Costume designer Penny Rose mengawasi pembuatan 3.000 seragam, yang terbuat dari 19.974 meter persegi kain tenun herringbone. Menariknya, semua bahan tersebut ditenun di India menggunakan alat tenun kuno untuk mereproduksi tenunan era tersebut. Sementara itu, untuk persenjataannya, terdapat 50.000 butir amunisi kosong, 1.800 senjata besar, 20 paket dinamit, dan 40 butir peluru serta granat Howitzer. Efek darah palsu yang disembunyikan di bawah seragam para aktor dikendalikan oleh 24 penerima radio, yang masing-masing berharga 1.000 dolar AS atau setara dengan Rp17 juta. Alat-alat ini dioperasikan oleh 93 teknisi—yang tentu saja, digaji dengan harga mahal.

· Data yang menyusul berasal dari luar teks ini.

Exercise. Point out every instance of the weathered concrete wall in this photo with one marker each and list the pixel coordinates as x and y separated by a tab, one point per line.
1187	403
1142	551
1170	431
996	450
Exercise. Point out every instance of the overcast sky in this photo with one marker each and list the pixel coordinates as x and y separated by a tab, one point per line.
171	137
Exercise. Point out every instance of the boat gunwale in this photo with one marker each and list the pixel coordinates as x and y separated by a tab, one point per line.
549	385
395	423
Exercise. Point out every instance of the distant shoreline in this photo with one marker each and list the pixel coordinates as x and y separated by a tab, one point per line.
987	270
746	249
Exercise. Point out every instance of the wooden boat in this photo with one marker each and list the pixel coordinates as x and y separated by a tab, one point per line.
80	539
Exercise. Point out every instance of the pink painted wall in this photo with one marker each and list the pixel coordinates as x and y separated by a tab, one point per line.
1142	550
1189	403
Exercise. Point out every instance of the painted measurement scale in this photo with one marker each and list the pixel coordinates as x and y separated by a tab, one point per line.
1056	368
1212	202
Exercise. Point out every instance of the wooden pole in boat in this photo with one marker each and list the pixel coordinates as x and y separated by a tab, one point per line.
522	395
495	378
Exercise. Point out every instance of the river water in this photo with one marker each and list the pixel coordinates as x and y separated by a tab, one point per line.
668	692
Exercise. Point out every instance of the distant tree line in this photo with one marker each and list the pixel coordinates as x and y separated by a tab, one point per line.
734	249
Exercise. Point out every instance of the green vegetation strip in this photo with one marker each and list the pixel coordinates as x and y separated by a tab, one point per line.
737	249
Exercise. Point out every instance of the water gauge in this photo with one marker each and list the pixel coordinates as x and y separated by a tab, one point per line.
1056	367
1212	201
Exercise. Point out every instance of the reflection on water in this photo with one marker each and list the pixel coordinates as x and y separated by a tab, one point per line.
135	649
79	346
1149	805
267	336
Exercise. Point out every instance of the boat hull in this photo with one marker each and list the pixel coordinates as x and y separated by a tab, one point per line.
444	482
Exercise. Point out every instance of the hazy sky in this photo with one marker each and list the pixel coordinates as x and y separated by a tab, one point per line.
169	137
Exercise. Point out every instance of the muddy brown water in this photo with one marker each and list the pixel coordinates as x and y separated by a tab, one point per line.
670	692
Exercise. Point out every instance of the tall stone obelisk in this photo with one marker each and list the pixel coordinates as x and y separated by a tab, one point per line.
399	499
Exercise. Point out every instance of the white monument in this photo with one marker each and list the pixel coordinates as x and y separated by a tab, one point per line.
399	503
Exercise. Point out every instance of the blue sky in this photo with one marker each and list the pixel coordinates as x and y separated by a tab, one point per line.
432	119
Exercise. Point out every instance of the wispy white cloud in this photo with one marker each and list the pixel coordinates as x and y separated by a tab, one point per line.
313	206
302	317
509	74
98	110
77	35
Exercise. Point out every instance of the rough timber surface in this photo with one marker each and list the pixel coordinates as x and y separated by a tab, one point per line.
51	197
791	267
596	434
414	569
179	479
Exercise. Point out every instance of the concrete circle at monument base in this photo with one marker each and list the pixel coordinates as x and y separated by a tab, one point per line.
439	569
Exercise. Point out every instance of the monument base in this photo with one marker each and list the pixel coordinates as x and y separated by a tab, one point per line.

Kemudian ada CGI. Visual effects supervisor John Sullivan dan tujuh stafnya bekerja di pascaproduksi selama 30 bulan untuk berkoordinasi dengan 85 kolega lainnya. Bahkan efek sederhana, seperti menambahkan kilatan moncong senjata pada tembakan, berharga sekitar 700 dolar AS atau setara dengan Rp12 juta. Adegan yang lebih rumit, seperti menghilangkan atau menutupi fitur dalam gambar, seharga 40.000 dolar AS atau setara dengan Rp693 juta per adegan. Misalnya, adegan kapal pendaratan selama tiga setengah detik seharga hampir 30.000 dolar AS atau setara dengan Rp519 juta. Ini baru biaya pasca produksinya saja, lho.